Microsoft's analysis revealed Storm-1175's reliance on everything from commodity tools like Mimikatz for credential theft to legitimate RMM platforms including Atera, Level, N-able and ConnectWise ScreenConnect. The group also employs Rclone to exfiltrate data before encryption, enabling double-extortion tactics through Medusa's leak site.

Router Compromise Enables Silent Surveillance

The Forest Blizzard campaign presents a different but equally troubling threat. Since at least August 2025, the Russian military-linked group has been compromising insecure home and small office routers, modifying their DNS settings to redirect traffic through attacker-controlled infrastructure.

"By compromising edge devices that are upstream of larger targets, threat actors can take advantage of less closely monitored or managed assets to pivot into enterprise environments," Microsoft explained in its April 7 post.

The campaign has affected more than 200 organizations and 5,000 consumer devices, according to Microsoft Threat Intelligence, which also identified follow-on adversary-in-the-middle attacks aimed at Transport Layer Security connections to Microsoft Outlook on the web domains. Microsoft said the activity has hit government, IT, telecommunications and energy organizations.

The DNS hijacking technique is particularly potent. Once a router is compromised, all connected devices automatically use the attacker's malicious DNS resolvers through standard DHCP configuration. Forest Blizzard then leverages the dnsmasq utility to intercept DNS queries, allowing passive surveillance of network traffic at scale.

The DNS hijacking method gives attackers broad access once a router is compromised. Devices connected to the router are automatically directed to malicious DNS resolvers through standard DHCP settings, and Forest Blizzard then uses the dnsmasq utility to intercept DNS queries and quietly monitor traffic at scale.

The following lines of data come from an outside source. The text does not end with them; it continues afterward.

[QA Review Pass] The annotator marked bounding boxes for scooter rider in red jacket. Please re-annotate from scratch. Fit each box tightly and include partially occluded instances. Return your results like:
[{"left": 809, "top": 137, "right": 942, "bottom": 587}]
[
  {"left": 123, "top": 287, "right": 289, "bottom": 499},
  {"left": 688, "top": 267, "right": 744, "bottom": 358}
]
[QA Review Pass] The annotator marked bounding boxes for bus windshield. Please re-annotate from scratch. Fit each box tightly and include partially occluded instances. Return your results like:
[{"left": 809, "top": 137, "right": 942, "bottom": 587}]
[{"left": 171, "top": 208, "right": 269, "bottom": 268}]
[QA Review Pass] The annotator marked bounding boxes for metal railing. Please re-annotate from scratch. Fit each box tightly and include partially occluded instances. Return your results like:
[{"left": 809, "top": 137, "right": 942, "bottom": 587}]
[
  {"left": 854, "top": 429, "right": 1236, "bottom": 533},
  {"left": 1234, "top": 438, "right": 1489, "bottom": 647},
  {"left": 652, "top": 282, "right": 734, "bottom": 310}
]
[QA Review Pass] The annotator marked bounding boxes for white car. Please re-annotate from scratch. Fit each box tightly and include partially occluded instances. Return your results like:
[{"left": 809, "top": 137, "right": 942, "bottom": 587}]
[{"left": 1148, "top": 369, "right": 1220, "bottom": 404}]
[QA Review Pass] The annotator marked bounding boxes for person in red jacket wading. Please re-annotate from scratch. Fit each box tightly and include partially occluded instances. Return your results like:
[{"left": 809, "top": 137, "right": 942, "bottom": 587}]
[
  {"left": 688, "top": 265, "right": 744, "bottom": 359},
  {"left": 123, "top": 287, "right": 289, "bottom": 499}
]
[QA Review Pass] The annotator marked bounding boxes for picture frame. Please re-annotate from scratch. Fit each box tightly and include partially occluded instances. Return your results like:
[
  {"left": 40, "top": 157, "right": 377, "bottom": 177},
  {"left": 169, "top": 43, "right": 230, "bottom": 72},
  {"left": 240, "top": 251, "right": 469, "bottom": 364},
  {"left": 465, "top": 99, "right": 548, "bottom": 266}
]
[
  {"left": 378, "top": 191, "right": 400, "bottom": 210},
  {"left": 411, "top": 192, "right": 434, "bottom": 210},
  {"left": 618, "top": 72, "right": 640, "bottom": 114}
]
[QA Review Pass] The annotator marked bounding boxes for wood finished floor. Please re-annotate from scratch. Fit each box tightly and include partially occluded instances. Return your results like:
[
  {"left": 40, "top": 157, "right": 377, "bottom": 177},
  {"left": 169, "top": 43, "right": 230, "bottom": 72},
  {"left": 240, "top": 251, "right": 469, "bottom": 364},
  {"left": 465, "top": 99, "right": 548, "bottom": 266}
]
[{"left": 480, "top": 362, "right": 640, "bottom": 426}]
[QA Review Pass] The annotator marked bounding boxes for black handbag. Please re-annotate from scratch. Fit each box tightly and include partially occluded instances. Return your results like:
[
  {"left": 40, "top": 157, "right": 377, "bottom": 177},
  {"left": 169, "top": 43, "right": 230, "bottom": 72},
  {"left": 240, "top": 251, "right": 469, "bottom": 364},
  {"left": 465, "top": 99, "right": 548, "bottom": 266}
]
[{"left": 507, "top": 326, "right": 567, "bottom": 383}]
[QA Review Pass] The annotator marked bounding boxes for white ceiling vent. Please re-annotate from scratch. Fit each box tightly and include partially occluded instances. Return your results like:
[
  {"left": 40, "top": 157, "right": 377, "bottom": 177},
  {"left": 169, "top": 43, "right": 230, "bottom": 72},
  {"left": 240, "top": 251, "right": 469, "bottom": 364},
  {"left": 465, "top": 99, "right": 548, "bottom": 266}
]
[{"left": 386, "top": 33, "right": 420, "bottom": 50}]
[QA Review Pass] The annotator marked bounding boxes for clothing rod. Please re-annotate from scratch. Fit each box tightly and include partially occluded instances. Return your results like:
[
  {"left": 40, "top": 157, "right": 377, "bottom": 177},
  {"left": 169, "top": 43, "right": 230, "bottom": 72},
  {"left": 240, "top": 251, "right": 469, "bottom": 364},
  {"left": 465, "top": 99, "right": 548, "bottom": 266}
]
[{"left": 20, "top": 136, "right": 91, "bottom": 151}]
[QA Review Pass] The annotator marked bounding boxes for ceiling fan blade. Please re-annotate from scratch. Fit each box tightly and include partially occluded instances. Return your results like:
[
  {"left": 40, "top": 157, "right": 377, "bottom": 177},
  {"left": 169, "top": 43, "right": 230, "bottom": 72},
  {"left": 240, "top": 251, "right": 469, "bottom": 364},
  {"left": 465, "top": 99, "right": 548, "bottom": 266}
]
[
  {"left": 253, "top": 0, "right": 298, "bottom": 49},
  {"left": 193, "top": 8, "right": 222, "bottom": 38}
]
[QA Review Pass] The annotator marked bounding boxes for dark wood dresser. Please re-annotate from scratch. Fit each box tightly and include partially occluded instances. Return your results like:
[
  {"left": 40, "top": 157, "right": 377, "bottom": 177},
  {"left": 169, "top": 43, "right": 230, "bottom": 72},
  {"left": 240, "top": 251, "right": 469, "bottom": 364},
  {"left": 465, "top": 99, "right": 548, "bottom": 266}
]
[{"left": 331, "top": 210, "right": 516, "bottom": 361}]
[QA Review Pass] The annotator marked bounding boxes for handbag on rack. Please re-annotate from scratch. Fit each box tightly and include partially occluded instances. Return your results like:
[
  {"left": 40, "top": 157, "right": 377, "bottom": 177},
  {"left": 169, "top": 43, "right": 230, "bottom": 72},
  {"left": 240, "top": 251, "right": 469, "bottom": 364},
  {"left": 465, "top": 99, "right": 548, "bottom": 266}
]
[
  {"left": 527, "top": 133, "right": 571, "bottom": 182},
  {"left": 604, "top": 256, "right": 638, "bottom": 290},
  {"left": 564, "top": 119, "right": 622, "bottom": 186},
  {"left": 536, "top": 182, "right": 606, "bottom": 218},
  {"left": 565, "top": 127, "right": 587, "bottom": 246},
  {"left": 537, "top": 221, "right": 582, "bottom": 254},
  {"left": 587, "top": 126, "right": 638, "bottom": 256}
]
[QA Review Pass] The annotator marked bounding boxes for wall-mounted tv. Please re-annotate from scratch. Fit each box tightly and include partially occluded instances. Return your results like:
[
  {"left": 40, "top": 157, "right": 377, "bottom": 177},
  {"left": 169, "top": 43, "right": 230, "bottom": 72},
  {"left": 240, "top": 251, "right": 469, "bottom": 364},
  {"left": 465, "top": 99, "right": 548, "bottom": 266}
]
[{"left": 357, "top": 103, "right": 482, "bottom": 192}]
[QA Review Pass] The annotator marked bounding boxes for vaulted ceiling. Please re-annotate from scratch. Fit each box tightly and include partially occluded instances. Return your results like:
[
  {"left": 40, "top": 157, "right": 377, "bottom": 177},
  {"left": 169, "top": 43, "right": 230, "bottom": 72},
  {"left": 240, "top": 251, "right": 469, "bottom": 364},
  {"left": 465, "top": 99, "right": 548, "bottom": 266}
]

"This activity enables the interception of cloud-hosted content, impacting numerous sectors including government, information technology, telecommunications, and energy — all usual targets for this actor," said Microsoft.

Although most DNS requests appeared to be passed along without disruption, Microsoft said the group selectively spoofed certain domains, allowing it to intercept plaintext traffic, including e-mails and other sensitive data, when victims clicked through invalid TLS certificate warnings.

Defense Recommendations

For Storm-1175, Microsoft is urging organizations to tighten up exposed systems before attackers can move. The company recommends using perimeter-scanning tools such as Defender External Attack Surface Management to find vulnerable Internet-facing assets, enforcing least-privilege access so intruders have fewer options if they get in, and applying attack surface reduction rules to block common ransomware behavior.

To defend against Forest Blizzard's router-based activity, Microsoft says organizations should use domain-based network access controls such as Zero Trust DNS on Windows endpoints and keep consumer-grade routers out of business environments. The company also pointed to phishing-resistant multifactor authentication and continuous access evaluation as important safeguards against credential theft.

"It's important for organizations to account for unmanaged SOHO devices — particularly those used by remote and hybrid employees — since compromised home and small-office network infrastructure can expose cloud access and sensitive data even when enterprise environments and cloud services themselves remain secure," the Forest Blizzard advisory said.